Jamshidi is a coordinator of and contributor to several online pro-Green Movement news outlets and a host on the satellite station Rasa TV. Jamshidi told the International Campaign for Human Rights in Iran that, in response to a summons order, he reported for questioning to what he believed was the Malaysian Ministry of Home Affairs, but could have been another government security organ.
Mr. Jamshidi has been recognized by United Nations High Commissioner for Refugees (UNHCR) in Malaysia as a refugee and recommended by UNHCR for resettlement in the United States.
Officers questioned him for approximately two hours about his personal background, relationships, financial resources, and his activism and journalistic work.
Jamshidi told the Campaign that he feared telling the Malaysian authorities about his activism, afraid they would take issue with it. However, they already knew about his work, namely his involvement with Rasa TV. The interrogators presented him with the file containing images of him on Rasa TV.
“They said ‘Your problems with your president don’t concern us. We have good relations with Iran. Iran is a very important country in Malaysia,’” Jamshidi told the Campaign.
Officers reportedly told him that if he continued his activities they would deport him. They also allegedly accused him of violating Malaysian law but did not specify which law.
Jamshidi added that authorities told him, “We haven’t signed [any international conventions]. We don’t care that you are a refugee. If we haven’t deported you by now it is only because of our own humanity.”
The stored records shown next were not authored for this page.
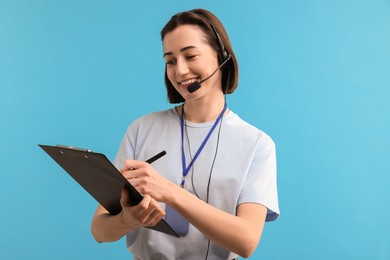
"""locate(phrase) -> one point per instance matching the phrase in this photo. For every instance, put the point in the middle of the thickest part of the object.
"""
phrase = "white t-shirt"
(244, 171)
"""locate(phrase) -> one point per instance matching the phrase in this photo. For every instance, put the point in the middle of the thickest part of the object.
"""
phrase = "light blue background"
(315, 75)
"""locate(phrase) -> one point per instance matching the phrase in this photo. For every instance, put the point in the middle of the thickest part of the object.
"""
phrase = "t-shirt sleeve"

Malaysia is not a party to either of the two major international conventions protecting refugees. Moreover, despite being a member of the United Nations Human Rights Council, Malaysia in not a party to any international rights treaties including the International Convent on Civil and Political Rights. Nonetheless, the international principle of non-refoulment, set by the General Assembly in 1967, is considered a party of the Universal Declaration on Human Rights by UNHCR. Non-refoulment forbids from returning refugees to places where their life or security would likely be threatened. Malaysia has stated it guarantees rights enshrined in the Universal Declaration of Human Rights.
In 2011, Malaysia abstained* in the HRC vote to establish the Special Rapporteur on the situation of human rights in Iran.
*An earlier version of this article wrote that Malaysia voted in favor of the Special Rapporteur.